Related topics: IPO, stock market, technology, Facebook, economy
Entrepreneurs, venture capitalists and investors have been singing the same song for the last few years: "We really learned last time," "It's different now," and "You don't need that much money to start up a company anymore."
Sure, many in this wave of Internet companies have had a relentless focus on costs and are becoming profitable. But it's been pretty clear based on the skyrocketing valuations of some companies (I'm looking at you, Facebook and Groupon) that we are seeing the beginnings of a major Internet or social-media bubble, even if it is a pre-IPO one.
That point was driven home in a chorus of voices when The New York Times recently had a debate called "Is This Tech Boom Different?" Typically, techies point out how much we have learned since the dot-com bust or that because these companies are still private, mom-and-pop investors aren't getting hurt.
A rude awakening
But I had a rude awakening after talking with Peter Sisson, the founder and chief executive of San Francisco startup Toktumi, which develops a hosted service that gives your iPhone or Android phone PBX-like features, such as a second line.
Sisson was concerned that we are now officially in another Internet bubble, after a $41 million round of startup funding for Color, a company that makes a photo-sharing application for mobile phones.
This news came just two weeks after Rovio, maker of the phenomenally popular mobile game Angry Birds, got $42 million in funding.
The news about Color's funding was more of a jolt. While its founder, Bill Nguyen, is well known in Silicon Valley as a mostly successful serial entrepreneur who sold his last startup, Lala, to Apple (AAPL, news), the $41 million for a stealth app company in its first round was quite a shocker.
And while Nguyen told Business Insider that Color is more than just an app, which is also getting panned by some trying it out, it hasn't changed the perception that his company's funding was a watershed moment -- when Silicon Valley realized it's in the midst of the next bubble.
So who could get hurt?
But if it's only venture capitalists and private investors buying Facebook's pre-IPO shares, or the big clients of Goldman Sachs, then it's OK if Facebook has a pre-IPO valuation of a gazillion dollars, right?

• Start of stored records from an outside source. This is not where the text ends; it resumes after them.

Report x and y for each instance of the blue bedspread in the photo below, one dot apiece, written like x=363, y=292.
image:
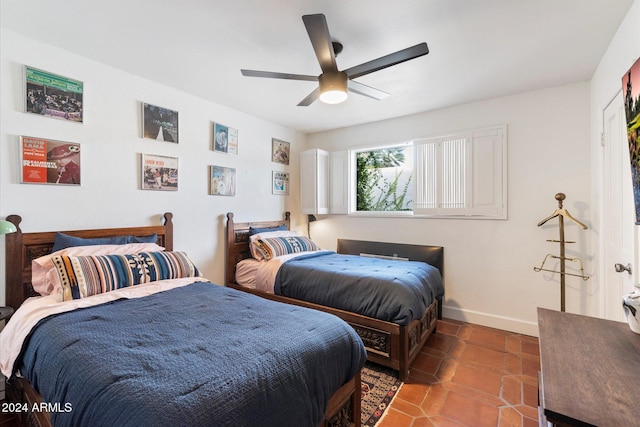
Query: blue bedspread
x=200, y=355
x=391, y=290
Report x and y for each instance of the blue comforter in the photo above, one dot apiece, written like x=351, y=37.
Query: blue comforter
x=392, y=290
x=199, y=355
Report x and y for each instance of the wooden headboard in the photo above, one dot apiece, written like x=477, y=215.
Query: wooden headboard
x=432, y=255
x=238, y=241
x=22, y=248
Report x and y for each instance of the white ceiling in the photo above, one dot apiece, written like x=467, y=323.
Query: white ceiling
x=479, y=49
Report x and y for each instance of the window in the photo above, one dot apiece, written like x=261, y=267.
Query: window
x=384, y=180
x=462, y=174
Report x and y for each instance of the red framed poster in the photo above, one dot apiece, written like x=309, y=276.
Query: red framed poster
x=45, y=161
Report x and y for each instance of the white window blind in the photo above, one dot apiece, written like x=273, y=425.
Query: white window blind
x=462, y=174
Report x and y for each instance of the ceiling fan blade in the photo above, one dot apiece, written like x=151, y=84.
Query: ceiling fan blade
x=388, y=60
x=272, y=75
x=321, y=40
x=365, y=90
x=313, y=96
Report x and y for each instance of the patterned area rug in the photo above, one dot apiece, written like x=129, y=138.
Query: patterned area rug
x=379, y=386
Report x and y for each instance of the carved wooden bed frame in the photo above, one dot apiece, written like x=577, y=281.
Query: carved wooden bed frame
x=21, y=248
x=387, y=343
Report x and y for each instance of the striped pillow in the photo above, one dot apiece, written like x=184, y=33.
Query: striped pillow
x=83, y=276
x=277, y=246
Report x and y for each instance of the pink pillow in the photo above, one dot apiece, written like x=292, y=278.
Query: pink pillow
x=44, y=276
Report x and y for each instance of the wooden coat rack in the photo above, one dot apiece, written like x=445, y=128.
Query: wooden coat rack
x=562, y=213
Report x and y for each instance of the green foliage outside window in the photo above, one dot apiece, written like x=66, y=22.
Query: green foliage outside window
x=374, y=191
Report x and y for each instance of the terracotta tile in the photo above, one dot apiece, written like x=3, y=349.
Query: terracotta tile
x=422, y=422
x=509, y=417
x=435, y=399
x=485, y=381
x=447, y=369
x=393, y=418
x=427, y=363
x=413, y=393
x=469, y=411
x=530, y=367
x=417, y=376
x=457, y=348
x=530, y=394
x=407, y=408
x=493, y=338
x=528, y=411
x=470, y=376
x=512, y=390
x=475, y=394
x=483, y=356
x=441, y=421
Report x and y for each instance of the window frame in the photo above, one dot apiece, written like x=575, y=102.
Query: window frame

Or, as Internet entrepreneur Jason Calacanis said at South by Southwest in March, "Right now, the only people who can get hurt are angel investors who are already rich and don't care about the money."
But that's not so, according to Sisson, who is on his fourth startup himself.
"It screws things up," he said. It's already starting to get harder to hire good engineers and other jobs. "For talent, you are now competing with companies like Color with $41 million."
Toktumi is in a desirable spot, in the fast-growing mobile business. The company has about 30 employees in downtown San Francisco, on a block of California Street becoming restaurant row for the Financial District. "We have lost one engineer to a company about to go public," Sisson said.
In addition to the hypercompetitive market for good engineers and developers, companies with too much funding can also fuel an overinflated Internet advertising market, with escalating prices that will hurt companies that rely only on advertising for revenue. That occurred in the last dot-com boom and bust.
There can be other issues, too, when employees start to count on the anticipated valuation of their company's stock before it goes public.
"I just get concerned when employees at companies start counting their chickens," Calacanis told the panel at SXSW. "That's where employees can get hurt," when they start calculating how much Facebook or LinkedIn could be worth and how much their shares will be worth when they go public. "And they start buying houses based on that and then they can't get out."
Secondary markets a factor
Paul Saffo, a longtime Silicon Valley futurist and the managing director of foresight at Discern Analytics, said another new and unexplored element of the boom this time is the fact that many employees have been able to sell their shares in secondary markets like SharesPost and SecondMarket.
"We are really in new territory here because of the growth of private placements," Saffo said. "One thing for sure is the days when founders were giving stock to their company masseuses and borrowing against their stock for houses are long gone. Or else they are dumber than I think."
Even though it's still a private bubble for now, there will be ramifications beyond the investor elite. And it's probably just beginning.